Emmet Ray is the second best guitarist in the world, trailing only his idol Django Reinhardt, of whom he has a pathological fear. His ego is immense, however, and he frequently shows up to gigs late and drunk. His wild spending, incompetent pimping, and shallow womanizing are dominating his life, but he invests emotion into nothing but his guitar playing. One day, he and his drummer are cruising for chicks on the boardwalk when they come across two gals they are both smitten with. After a few minutes, Ray learns his selection is a mute girl named Hattie and is frustrated with his attraction to her. Somehow, the two manage to build a relationship, but Ray can not reconcile his selfish beliefs with his need for someone who genuinely understands him, even though she herself has difficulty expressing it.
Sean Penn Month: Penn received an Acadamy Award nod for his role here, but lost out to Kevin Spacey in American Beauty. That was the right call, in my humble opinion. To be honest, I liked Penn in the movie but I didn’t find him that compelling. I liked that there was a coldness in his eyes when he did anything but play his guitar, and I enjoyed the physical comedy he would bring, but when critics are raving about how brilliant he is in this picture I tend to think they’re overstating his performance. Maybe we’re all just too used to “Intense Penn.” That being said, I’m glad he did this role because it WAS nice to see him portray something a little more lighthearted after all the other movies with him I’ve seen lately. Do I think this role could have been played by Depp? Actually, yes. But I’m glad Penn got it.
What I will rave about is Samantha Morton. She got an Oscar nod too, but lost to Angelina Jolie for Girl, Interrupted. Now, I haven’t seen that movie, but it had better be pretty damned good for taking this award away from Morton. For a performance where the actress never utters a word, she deserved it. She’s guarded, but readable. She conveys such a range of emotion, but never once hams it up. Every time she’s on the screen, she demands to be watched. She’s complex though, and you’re never 100% sure what’s going on in her head. You’ll fall in love with her, but not because she’s gorgeous but because she’s a real person that you wish you could get to know. I knew that she was a true gem, and Morton brings that all to the flesh. No disrespect for Rosie, but I simply can’t believe she’d be as good as Morton is.

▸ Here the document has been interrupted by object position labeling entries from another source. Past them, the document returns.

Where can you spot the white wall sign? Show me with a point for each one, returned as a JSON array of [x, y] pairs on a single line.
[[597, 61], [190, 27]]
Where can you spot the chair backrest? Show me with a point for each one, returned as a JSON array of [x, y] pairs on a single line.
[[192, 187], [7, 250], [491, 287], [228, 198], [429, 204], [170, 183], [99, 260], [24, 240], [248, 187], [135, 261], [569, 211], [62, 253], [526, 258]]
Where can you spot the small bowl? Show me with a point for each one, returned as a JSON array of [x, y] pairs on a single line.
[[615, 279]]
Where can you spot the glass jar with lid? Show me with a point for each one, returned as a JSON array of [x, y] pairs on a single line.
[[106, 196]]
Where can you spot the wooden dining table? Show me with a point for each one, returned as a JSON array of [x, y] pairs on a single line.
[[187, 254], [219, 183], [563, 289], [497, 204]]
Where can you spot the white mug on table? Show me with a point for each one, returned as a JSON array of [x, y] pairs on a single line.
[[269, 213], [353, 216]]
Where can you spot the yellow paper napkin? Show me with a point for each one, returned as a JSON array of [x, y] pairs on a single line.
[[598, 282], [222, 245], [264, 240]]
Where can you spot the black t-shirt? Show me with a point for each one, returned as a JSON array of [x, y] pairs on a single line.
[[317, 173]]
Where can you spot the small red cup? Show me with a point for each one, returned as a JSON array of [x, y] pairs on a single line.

I kind of dig Woody Allen’s homage to the time, and the lavish lifestyle that celebrities of the time would strive for, so that’s cool to see. The fashion was spot on which is normally something I don’t notice, but in this case it really lent to the moods of the piece. You could tell what sort of day Ray is having based on how he’s dressed, so it sets the stage in a big way. And you can also feel the rift between Ray and Hattie because of how differently they dress (really!).
I’ll also mention that I liked that scene that had three or four different endings, near the end as told by the various narrators. That was pretty classic and I thought the film needed that sort of thing to break some of the tension.
Apart from that, I found the film enjoyable but nothing revolutionary for Penn and Allen. Morton deserves all the accolades here.